Groups with Paclitaxel loaded NPs had higher cytotoxicity compared to Paclitaxel directly added to the media at the same concentration. NPs acted as reservoirs to protect the drug from epimerization and hydrolysis while providing a sustained dose of Paclitaxel with time. Infrared image of the Apc(Min/+) mouse injected with NPs showed significantly higher concentration of NPs in the intestinal tissue.
开发具有疏水核心和亲水外壳的可生物降解核壳聚合物纳米颗粒(NPs),用于在无表面活性剂的情况下将紫杉醇包封并递送至肿瘤细胞。
通过超低分子量聚(L-丙交酯-共-乙交酯)(ULMW PLGA)与富马酰氯(FuCl)的缩聚反应合成聚(丙交酯-共-乙交酯富马酸酯)(PLGF)和聚(丙交酯-富马酸酯)(PLAF)。同样,通过使超低分子量聚(L-丙交酯)(ULMW PLA)和聚乙二醇(PEG)与FuCl反应合成聚(丙交酯-共-环氧乙烷富马酸酯)(PLEOF)大分子单体。PLGF/PLEOF和PLAF/PLEOF大分子单体的共混物通过透析自组装成纳米颗粒。对纳米颗粒的粒径分布、形态和负载效率进行了表征。通过差示扫描量热法表征紫杉醇在纳米颗粒中的物理状态和混溶性。通过与HCT116人结肠癌细胞孵育来测量负载紫杉醇的纳米颗粒的肿瘤细胞摄取和细胞毒性。使用红外成像评估Apc(Min/+)小鼠体内纳米颗粒的分布。

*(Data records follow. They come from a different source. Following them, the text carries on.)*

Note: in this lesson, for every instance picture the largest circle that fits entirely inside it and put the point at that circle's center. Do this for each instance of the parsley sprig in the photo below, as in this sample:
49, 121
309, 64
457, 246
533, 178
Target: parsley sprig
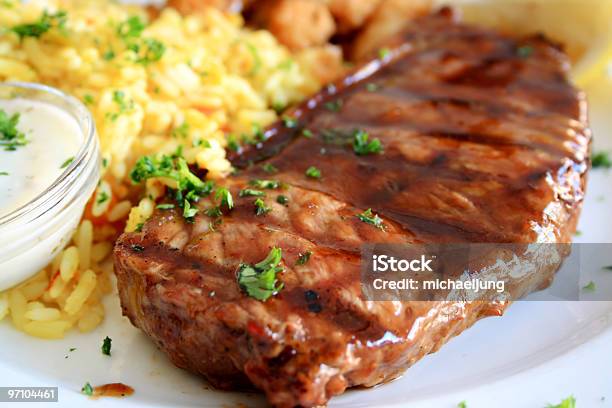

由于其两亲性,PLEOF大分子单体在自组装过程中充当表面活性剂,分别产生以PLGF/PLAF和PLEOF大分子单体为核心和外壳的核壳纳米颗粒。包封效率在70%至56%之间,且与大分子单体无关,但随紫杉醇浓度的增加而降低。大多数PLGF和PLAF纳米颗粒分别在15天和28天内降解,这表明释放主要由基质的水解降解和侵蚀主导。随着紫杉醇浓度从0增加到10和40μg/ml,与游离紫杉醇孵育的HCT116细胞的活力分别从100%降至65%和40%,而包封在PLGF/PLEOF纳米颗粒中的细胞活力从93%降至54%和28%。
与以相同浓度直接添加到培养基中的紫杉醇相比,负载紫杉醇的纳米颗粒组具有更高的细胞毒性。纳米颗粒充当储存库,保护药物免受差向异构化和水解,同时随着时间提供持续剂量的紫杉醇。注射纳米颗粒的Apc(Min/+)小鼠的红外图像显示肠道组织中纳米颗粒的浓度明显更高。